Get the gradient tape


I would like to be able to retrieve the gradient tape of a given gradient computation.

For instance, let’s say I define the gradient of my outputs with respect to a given weights using torch.autograd.grad, is there any way to have access of its tape?

Thank you,


We don’t really build gradient tapes per se. But graphs. You can access some limited properties of it from python. This package can be used for example to plot the graph nicely.

Why do you want to get access to it?

Hi alban,

Thank you for your answer.

Ok I see, I am trying to get the gradients of the output of a neural network with respect to the weights. Usually backpropagation provides the gradient of the cost function which requires to compute the gradient of the outputs. I am wondering how to get this gradient, do you have any idea ?

Thank you,

You you have multiple outputs, it is called a Jacobian, Unfortunately, this is going to be quite expensive to compute (you can see this gist on how to do it).

Thanks for the answer.

Let’s say I have a model N, would it not be enough to do:

“Jacobian = torch.autograd.grad(N.output(x), N.output.weight, grad_outputs=[v1, v2, v3])” ?

Where this should give me the Jacobian-vector product with the vectors v1, v2 and v3.

Also, the aim of backpropagation is to get this Jacobian. Do the same process happen behind the scenes when I perform the previous line of code and when I just fit the model and the backpropagation is executed ?

Put simply, in terms of performance, I am wondering what is the gap between the computation of this Jacobian inside the training of tthe model and when I execute the previous line.

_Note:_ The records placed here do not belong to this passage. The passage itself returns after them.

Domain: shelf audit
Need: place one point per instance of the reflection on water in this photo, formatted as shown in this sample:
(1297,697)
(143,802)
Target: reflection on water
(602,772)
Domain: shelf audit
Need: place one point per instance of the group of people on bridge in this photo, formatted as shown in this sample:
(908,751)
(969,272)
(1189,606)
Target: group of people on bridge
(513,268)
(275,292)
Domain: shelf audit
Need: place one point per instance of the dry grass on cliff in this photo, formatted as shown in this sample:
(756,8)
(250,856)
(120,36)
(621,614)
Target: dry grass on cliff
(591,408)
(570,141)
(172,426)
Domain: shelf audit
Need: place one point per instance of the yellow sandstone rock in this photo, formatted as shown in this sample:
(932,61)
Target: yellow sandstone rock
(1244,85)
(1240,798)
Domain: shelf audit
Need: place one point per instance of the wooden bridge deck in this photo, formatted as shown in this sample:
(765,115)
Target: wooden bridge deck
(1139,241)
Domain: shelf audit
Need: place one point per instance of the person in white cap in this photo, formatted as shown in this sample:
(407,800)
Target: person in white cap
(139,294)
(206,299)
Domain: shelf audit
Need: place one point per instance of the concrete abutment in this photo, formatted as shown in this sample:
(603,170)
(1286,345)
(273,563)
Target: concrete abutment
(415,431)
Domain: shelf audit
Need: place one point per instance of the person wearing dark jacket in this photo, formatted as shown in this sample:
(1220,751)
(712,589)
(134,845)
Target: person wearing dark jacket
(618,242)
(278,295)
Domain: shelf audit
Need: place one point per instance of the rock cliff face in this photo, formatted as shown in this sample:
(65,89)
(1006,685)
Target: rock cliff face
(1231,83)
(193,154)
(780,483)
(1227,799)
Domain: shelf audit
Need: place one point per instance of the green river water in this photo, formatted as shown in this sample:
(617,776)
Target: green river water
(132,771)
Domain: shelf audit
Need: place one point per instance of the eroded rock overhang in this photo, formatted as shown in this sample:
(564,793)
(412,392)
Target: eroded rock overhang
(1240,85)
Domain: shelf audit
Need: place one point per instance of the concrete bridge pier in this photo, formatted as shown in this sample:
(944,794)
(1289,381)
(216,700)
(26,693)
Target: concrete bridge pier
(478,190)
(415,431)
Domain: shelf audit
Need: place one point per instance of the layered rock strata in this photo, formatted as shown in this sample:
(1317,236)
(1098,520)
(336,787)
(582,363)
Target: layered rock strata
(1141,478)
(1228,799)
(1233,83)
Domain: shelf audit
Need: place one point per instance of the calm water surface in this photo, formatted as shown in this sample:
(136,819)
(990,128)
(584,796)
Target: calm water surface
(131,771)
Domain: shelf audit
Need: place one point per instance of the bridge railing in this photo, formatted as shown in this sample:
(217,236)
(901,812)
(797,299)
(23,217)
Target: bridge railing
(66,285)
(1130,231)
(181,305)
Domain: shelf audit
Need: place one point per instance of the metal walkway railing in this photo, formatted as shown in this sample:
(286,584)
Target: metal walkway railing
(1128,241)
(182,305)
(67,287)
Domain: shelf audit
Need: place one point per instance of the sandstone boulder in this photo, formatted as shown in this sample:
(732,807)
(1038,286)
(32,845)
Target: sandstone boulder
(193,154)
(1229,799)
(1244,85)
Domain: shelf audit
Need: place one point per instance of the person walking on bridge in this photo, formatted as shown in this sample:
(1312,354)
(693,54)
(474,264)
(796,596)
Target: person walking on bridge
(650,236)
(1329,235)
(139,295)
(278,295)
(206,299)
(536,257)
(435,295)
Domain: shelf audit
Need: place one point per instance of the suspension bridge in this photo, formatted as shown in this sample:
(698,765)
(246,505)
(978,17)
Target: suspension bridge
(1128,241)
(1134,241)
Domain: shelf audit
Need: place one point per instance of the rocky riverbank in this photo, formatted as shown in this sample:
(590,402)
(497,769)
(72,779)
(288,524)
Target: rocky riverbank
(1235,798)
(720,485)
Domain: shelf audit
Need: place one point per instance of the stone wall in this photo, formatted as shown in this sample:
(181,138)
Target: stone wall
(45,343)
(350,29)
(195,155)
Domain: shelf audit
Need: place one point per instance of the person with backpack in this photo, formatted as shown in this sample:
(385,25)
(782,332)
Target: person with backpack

Unfortunately, we do not support doing the vector Jacobian product with multiple vectors at the same time. You have to use a for loop and multiple calls to backward (as is done in the gist I linked above).

Also, the aim of backpropagation is to get this Jacobian.

This is only true when your function has scalar output. If it has multiple outputs, then it only computes vector Jacobian product. This is a limitation to any deep learning framework and Automatic Differentiation in general.

The performance of using this during training is going to be quite high. It will be very dependent on your network, so you will want to try and see how slow it is.